By the time we reached back to Jerusalem in was nearly 6:00PM. I asked Sheikh Abdul Aziz if he could take me to the Dome of the Rock and then Al Aqsa Mosque, the place where Prophet Mohammed described riding his Buraq into the Heaven Realms .

Since it was Ramadan, it wasn't safe or permissible for Kahlil, as an Israeli, to go. He stayed back at the Sheikh's house, which is two minutes from the entrance to Dome of the Rock. The Sheikh and I go out the door, 15 feet down the lane of the Souk and at the entrance are two Israeli guards/police.

"Show me you passport, are you a Muslim?"

"Yes", I said.

"Then recite the Fateha" said the Israeli policeman.

Quite suprised, since I expected that question from the next set of Muslim guardians of the temple, I said to the policeman, "Do you know the Fatheha?" wondering how he would know if I said to correctly!

"Yes" he said.

"Say it with me" I replied!

"Oh no, just you alone!" Once I recited for the Israelis, the muslim guardians just waived us through with pleasure.

Naturally, just the sight of the splendor of this holy sight with the late day sun shining on the golden Dome brought tears. I kept practicing Tassawuri Murshid Sam and Tassawuri Murshid Hazrat Inayat Khan. I asked Sheikh Aziz if we could go in to the Dome of the Rock shrine. He said he wasn't sure, as this time of the day was reserved for the women.

At that moment the person in charge of the Dome of the Rock, Mohammed Abu Aktesh, embraces his friend, Sheikh Abdul Aziz and greets us. "Oh, from California, San Francisco, a Muslim, please come to my office" He presents me with a Koran printed for the Dome of the Rock and asks if I'd like to go into the shrine.

We enter, I am deeply moved and begin circumnambulating the shrine doing Tassawuri Mohammed. It feels like the hearts fulfillment and pinnacle of this journey.

We hear the Azan - Call to Prayer, the signal of the end of the Ramadan fast day, enter Al Aqsa Mosque, do Salat, and return to Sheikh's home for a delicious meal.

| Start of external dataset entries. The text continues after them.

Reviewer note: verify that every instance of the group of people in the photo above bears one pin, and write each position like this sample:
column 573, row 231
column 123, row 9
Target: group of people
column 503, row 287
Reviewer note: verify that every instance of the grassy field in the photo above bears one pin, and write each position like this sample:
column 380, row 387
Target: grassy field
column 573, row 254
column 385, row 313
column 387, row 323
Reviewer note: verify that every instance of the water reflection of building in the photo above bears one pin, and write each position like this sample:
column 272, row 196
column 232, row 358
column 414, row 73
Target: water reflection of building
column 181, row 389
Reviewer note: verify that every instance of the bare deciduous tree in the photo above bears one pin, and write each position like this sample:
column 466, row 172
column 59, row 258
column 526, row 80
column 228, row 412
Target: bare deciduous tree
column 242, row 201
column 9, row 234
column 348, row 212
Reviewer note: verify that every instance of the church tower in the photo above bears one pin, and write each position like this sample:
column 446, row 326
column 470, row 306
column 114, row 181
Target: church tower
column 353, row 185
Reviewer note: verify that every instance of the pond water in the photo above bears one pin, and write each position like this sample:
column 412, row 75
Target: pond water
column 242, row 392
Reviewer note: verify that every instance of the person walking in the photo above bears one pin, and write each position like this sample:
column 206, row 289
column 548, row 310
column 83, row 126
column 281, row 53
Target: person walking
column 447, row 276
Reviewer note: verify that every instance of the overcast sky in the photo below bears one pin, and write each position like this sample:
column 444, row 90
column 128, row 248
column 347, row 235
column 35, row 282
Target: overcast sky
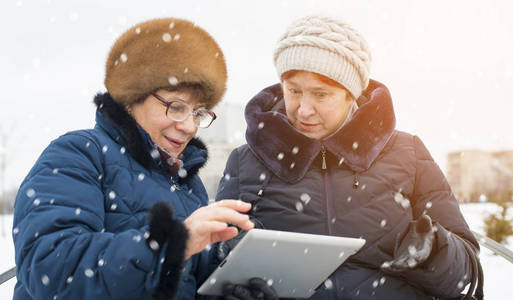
column 448, row 64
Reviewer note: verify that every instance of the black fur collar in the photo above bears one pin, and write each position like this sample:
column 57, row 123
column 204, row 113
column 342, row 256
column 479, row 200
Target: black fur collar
column 131, row 137
column 289, row 154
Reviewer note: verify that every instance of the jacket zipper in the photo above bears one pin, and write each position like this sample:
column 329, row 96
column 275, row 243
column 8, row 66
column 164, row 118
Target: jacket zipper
column 328, row 204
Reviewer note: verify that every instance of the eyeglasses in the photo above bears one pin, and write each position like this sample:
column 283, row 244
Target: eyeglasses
column 178, row 110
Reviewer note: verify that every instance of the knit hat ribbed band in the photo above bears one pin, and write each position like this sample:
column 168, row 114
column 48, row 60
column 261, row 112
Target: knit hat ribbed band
column 328, row 47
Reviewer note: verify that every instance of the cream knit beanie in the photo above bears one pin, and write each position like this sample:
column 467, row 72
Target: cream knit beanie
column 328, row 47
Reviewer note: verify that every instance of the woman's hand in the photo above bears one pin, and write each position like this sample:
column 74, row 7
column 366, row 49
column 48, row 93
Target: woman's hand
column 209, row 224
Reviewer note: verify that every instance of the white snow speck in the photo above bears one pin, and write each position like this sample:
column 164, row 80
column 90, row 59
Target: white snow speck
column 172, row 80
column 154, row 153
column 375, row 283
column 262, row 177
column 299, row 206
column 89, row 273
column 45, row 279
column 166, row 37
column 154, row 245
column 182, row 173
column 328, row 284
column 305, row 198
column 31, row 193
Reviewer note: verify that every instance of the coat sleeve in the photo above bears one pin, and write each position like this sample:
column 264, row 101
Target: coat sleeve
column 229, row 184
column 61, row 246
column 448, row 268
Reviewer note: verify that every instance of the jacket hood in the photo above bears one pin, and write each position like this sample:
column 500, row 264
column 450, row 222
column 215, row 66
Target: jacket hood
column 117, row 122
column 288, row 153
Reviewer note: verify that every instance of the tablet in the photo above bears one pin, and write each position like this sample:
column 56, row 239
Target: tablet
column 294, row 264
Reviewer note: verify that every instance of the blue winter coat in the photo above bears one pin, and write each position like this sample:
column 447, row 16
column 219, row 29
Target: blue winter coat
column 375, row 180
column 81, row 215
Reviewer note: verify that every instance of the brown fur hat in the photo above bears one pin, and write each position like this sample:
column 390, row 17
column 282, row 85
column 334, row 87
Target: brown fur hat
column 163, row 53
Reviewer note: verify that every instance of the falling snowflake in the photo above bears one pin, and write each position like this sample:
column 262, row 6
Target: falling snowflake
column 305, row 198
column 45, row 279
column 173, row 80
column 182, row 173
column 299, row 206
column 154, row 245
column 89, row 273
column 31, row 193
column 328, row 284
column 166, row 37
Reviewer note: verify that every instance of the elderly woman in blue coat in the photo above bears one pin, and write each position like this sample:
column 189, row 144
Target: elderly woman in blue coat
column 323, row 157
column 94, row 217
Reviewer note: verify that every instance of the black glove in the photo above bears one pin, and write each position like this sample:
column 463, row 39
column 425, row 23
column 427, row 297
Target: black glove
column 257, row 289
column 414, row 247
column 226, row 246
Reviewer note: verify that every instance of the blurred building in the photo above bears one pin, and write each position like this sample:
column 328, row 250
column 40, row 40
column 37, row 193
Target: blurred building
column 225, row 134
column 474, row 174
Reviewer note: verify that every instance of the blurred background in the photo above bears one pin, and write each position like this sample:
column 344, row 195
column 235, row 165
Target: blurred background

After the meal around 25 people arrive for the sufi gathering. I share our history and the teachings of Hazrat Inayat Khan and our Murshid Samuel Lewis, lead some Zikr and Dances and close the evening, at the Sheikh's request, speaking on Forgiveness.

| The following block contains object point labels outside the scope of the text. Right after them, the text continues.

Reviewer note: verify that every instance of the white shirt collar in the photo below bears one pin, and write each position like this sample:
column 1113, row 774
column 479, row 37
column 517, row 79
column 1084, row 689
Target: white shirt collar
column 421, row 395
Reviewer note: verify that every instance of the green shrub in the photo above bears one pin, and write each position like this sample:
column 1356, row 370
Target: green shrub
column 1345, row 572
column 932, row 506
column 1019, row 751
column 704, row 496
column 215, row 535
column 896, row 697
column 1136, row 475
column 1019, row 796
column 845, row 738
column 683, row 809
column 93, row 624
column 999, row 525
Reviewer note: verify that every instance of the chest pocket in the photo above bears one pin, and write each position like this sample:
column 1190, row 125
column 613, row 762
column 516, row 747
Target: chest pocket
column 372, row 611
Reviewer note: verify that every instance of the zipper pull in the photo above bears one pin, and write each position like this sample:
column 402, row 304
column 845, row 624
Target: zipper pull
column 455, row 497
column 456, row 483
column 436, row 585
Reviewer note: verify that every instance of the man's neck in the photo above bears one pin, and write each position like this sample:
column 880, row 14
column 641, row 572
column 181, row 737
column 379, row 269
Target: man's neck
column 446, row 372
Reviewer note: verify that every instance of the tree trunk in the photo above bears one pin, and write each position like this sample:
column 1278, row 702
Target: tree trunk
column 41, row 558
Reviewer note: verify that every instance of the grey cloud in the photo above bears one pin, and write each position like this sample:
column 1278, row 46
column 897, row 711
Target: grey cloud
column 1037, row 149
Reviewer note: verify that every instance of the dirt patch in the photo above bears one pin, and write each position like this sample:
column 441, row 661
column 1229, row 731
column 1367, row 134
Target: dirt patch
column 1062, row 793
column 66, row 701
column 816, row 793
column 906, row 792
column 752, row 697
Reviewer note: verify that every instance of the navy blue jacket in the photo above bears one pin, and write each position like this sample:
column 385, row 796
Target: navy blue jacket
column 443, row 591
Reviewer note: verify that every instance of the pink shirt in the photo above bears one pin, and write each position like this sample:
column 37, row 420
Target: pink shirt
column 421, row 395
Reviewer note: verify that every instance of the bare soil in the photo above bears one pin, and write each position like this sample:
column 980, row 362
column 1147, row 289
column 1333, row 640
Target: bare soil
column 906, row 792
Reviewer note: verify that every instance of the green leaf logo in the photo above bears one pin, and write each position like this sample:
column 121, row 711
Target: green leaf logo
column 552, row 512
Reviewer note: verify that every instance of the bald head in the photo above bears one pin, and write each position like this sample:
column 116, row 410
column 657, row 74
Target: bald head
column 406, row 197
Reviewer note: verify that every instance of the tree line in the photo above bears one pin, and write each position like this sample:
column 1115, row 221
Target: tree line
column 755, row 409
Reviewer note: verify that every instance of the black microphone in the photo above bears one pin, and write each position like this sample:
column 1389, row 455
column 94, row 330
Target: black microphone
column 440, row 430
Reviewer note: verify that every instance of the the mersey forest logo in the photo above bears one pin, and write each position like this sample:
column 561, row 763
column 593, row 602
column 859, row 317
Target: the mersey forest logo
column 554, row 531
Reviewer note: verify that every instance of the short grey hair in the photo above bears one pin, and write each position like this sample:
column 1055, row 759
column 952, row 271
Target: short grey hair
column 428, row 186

Two days later, this time in the company of my sister and her husband, we wend our way back to Jerusalem. We visit the Church of the Holy Sepulcher, then to Wailing Wall.

At our next stop, the tomb of psalmist, King David, I sing the last line of the last Psalm, Kol Haneshamah te HallelYa, Hallelujah - Everything which has Breath Shall Praise God, Hallelujah!

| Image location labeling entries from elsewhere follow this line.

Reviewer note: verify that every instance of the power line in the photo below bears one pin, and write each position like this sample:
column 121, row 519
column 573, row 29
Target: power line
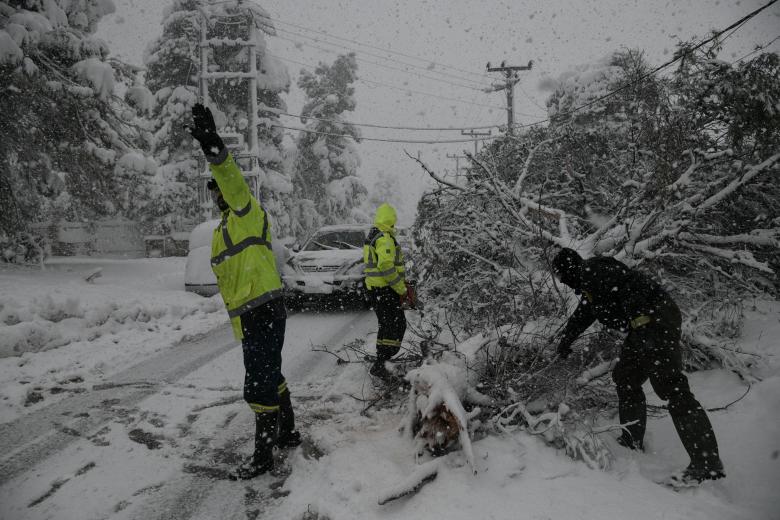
column 654, row 71
column 397, row 53
column 410, row 141
column 758, row 48
column 395, row 87
column 390, row 67
column 316, row 39
column 388, row 127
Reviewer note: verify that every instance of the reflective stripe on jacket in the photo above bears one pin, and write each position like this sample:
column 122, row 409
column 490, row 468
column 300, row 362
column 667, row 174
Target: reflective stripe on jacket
column 384, row 262
column 241, row 255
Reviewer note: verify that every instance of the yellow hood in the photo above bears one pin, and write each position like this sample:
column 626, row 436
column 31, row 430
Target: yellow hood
column 385, row 218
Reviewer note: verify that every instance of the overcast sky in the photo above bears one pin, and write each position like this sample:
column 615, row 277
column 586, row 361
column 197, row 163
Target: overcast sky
column 455, row 39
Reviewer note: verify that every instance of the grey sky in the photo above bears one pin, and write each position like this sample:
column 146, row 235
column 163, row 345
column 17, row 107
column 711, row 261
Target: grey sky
column 464, row 34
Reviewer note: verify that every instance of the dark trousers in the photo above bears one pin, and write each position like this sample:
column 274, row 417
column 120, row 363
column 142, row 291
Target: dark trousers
column 262, row 346
column 653, row 351
column 391, row 319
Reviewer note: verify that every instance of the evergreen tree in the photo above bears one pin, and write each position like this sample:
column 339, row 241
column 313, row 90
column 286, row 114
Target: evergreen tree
column 326, row 167
column 66, row 138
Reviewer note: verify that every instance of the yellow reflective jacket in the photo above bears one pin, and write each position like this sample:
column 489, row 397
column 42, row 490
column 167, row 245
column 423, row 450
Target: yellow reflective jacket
column 241, row 255
column 382, row 256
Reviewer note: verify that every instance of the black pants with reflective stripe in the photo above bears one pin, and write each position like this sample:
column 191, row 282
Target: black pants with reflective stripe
column 653, row 351
column 391, row 319
column 262, row 346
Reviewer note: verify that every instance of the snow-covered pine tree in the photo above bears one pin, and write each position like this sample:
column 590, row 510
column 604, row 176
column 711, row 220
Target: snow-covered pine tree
column 327, row 162
column 66, row 137
column 173, row 64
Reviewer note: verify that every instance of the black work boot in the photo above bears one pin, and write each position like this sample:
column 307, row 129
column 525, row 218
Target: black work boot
column 379, row 370
column 627, row 441
column 694, row 474
column 289, row 437
column 695, row 431
column 262, row 460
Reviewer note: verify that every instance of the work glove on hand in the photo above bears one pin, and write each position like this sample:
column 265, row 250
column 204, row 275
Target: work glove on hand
column 563, row 350
column 205, row 131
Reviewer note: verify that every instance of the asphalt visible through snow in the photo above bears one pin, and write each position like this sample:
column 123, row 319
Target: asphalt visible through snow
column 33, row 441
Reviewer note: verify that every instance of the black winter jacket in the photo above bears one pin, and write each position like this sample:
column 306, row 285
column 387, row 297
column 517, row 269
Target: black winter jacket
column 614, row 294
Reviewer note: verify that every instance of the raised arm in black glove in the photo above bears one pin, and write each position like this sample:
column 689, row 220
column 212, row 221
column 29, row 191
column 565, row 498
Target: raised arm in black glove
column 205, row 131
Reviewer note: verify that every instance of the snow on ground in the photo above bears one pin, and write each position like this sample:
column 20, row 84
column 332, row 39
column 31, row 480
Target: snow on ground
column 520, row 477
column 152, row 458
column 59, row 333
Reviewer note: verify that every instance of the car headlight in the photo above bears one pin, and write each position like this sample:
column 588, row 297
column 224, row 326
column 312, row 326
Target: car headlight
column 355, row 267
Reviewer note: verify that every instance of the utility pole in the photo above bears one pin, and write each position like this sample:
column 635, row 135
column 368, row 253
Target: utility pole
column 472, row 133
column 511, row 78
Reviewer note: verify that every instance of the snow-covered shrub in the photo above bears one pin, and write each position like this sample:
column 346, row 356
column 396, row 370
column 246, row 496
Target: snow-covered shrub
column 23, row 248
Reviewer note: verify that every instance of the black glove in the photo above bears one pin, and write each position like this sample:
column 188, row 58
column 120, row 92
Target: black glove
column 205, row 131
column 563, row 350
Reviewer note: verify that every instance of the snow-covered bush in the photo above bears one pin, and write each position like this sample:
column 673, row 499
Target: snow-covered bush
column 668, row 176
column 23, row 248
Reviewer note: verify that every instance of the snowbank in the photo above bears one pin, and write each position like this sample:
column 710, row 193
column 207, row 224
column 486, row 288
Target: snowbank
column 55, row 326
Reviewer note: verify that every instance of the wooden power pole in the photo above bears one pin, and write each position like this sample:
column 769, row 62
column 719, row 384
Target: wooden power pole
column 511, row 78
column 472, row 133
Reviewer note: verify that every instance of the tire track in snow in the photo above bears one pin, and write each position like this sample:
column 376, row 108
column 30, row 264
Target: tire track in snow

All these holy places are very close to each other in the Old City.

From there we take the car across the valley to the Garden of Gethsemane, at the bottom of the hill of the Mount of Olives.

Two days before, on Thursday, the Sheikh had mentioned that Rabia al Adawiya, one of the greatest woman mystics of all time, was buried on the Mount of Olives, but we had run out of time, and were unable to visit.

So as we come out of the Garden of Gethsemane, I look for a Muslim person and ask, "Where is Rabia's tomb?"

"Just up this hill, go right and then thirty meters and you will see it on the left".

We drive up the windy one lane, 'two way' road, make the turn and I see a young Muslim boy and ask, "Where is Rabia's shrine?"

"It's just over there, but it is locked up, so just wait a moment and I will get the key!"

How auspicious the gatekeeper appeared for us! Now we are joined by another one of his friends with the key and a flashlight.

He opens the gate, we walk past a the very small mosque connected to the shrine, in total disrepair. He explains it is being renovated and so there is no electricity.

Now we go down a flight of very old steps, a landing, and then another flight of old steps into the dark chamber which houses Rabia's tomb. I put my head down and pray for her blessing on all the women in our community, and all the women of the world to have the ease and freedom and equality to awaken to the Message of the Heart and be of great service. I feel moved and humbled that this precious gate was opened feeling somehow that it is Rabia al Adawiya herself. What a beautiful way to complete my visit.

And now a few more hours in the lounge in Frankfurt and a much longed for return home, having been on the road for nearly 4 weeks.